In sklearn, the call to multivariable_normal
is made here:
scikit-learn/sklearn/gaussian_process/_gpr.py
Line 410 in 1278181
I used you code snippet to get a backtrace:
$ gdb python
(gdb) r /tmp/debug.py
Starting program: /home/ogrisel/miniconda3/envs/cf/bin/python /tmp/debug.py
[Thread debugging using libthread_db enabled]
Using host libthread_db library "/lib/x86_64-linux-gnu/libthread_db.so.1".
[New Thread 0x7ffff5335700 (LWP 229282)]
[New Thread 0x7ffff4b34700 (LWP 229283)]
[New Thread 0x7ffff2333700 (LWP 229284)]
Thread 2 "python" received signal SIGSEGV, Segmentation fault.
[Switching to Thread 0x7ffff5335700 (LWP 229282)]
0x00007ffff633cac3 in dgemm_oncopy_HASWELL () from /home/ogrisel/miniconda3/envs/cf/lib/python3.8/site-packages/numpy/core/../../../../libcblas.so.3
(gdb) bt
#0 0x00007ffff633cac3 in dgemm_oncopy_HASWELL () from /home/ogrisel/miniconda3/envs/cf/lib/python3.8/site-packages/numpy/core/../../../../libcblas.so.3
#1 0x00007ffff56a736a in inner_thread () from /home/ogrisel/miniconda3/envs/cf/lib/python3.8/site-packages/numpy/core/../../../../libcblas.so.3
#2 0x00007ffff57d65dd in blas_thread_server () from /home/ogrisel/miniconda3/envs/cf/lib/python3.8/site-packages/numpy/core/../../../../libcblas.so.3
#3 0x00007ffff7f8d609 in start_thread (arg=<optimized out>) at pthread_create.c:477
#4 0x00007ffff7eb4103 in clone () at ../sysdeps/unix/sysv/linux/x86_64/clone.S:95
So it's a double precision matrix matrix multiplication that's crashing...

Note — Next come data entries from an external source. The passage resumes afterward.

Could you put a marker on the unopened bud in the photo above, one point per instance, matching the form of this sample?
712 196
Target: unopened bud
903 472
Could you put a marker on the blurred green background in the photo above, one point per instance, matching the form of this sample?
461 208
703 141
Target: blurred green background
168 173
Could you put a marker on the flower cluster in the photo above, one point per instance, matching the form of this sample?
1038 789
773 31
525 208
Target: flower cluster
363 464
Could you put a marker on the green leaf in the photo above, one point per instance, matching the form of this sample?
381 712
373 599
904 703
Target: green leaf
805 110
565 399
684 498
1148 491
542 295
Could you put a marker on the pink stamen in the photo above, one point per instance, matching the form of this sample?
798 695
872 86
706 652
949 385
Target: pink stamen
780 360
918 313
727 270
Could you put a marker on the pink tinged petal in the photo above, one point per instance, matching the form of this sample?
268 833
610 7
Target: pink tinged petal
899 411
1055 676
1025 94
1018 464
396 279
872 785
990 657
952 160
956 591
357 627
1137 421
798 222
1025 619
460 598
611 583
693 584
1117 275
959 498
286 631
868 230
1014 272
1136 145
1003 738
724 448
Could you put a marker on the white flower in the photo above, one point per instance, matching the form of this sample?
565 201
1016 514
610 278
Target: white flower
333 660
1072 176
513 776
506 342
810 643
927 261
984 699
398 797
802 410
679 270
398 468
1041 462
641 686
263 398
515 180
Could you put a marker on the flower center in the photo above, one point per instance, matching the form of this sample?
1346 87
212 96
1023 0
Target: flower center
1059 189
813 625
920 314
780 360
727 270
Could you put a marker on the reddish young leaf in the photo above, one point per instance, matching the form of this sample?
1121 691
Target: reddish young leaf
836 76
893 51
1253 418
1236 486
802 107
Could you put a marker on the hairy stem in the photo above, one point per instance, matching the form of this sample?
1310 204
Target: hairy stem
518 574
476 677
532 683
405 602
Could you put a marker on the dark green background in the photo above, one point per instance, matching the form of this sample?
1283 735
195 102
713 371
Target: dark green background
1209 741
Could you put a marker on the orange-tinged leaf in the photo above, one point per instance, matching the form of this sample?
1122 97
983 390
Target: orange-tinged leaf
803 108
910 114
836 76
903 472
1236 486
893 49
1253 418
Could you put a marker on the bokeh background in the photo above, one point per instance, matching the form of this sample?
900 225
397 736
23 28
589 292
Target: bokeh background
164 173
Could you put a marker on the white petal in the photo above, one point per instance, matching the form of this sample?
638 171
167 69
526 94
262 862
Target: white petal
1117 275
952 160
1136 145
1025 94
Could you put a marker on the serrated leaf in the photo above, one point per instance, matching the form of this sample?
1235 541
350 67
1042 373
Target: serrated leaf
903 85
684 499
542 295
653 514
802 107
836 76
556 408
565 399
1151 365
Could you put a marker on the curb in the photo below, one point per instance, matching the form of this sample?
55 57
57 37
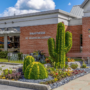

If you disable openblas blas threads, the crash goes away (both for your script and the original test):
OPENBLAS_NUM_THREADS=1 pytest -vlk test_sample_statistics sklearn/gaussian_process
Looks like this only segfaults when size
is large enough:
import numpy as np
y_mean = np.ones((5))
y_cov = np.ones((5, 5))
rng = np.random.RandomState(0)
# segfaults
rng.multivariate_normal(y_mean, y_cov, size=249033)
# does not segfault
rng.multivariate_normal(y_mean, y_cov, size=249032)
I think we have enough context to raise an issue on the numpy issue tracker.
I simplified it down to:
import numpy as np
np.ones(shape=(300000, 5)) @ np.ones(shape=(5, 5))
I will try to write a minimal C program to report it to the OpenBLAS developers.
This was fixed upstream in OpenMathLib/OpenBLAS#2729 and the conda-forge package has already been updated with the fix. Closing.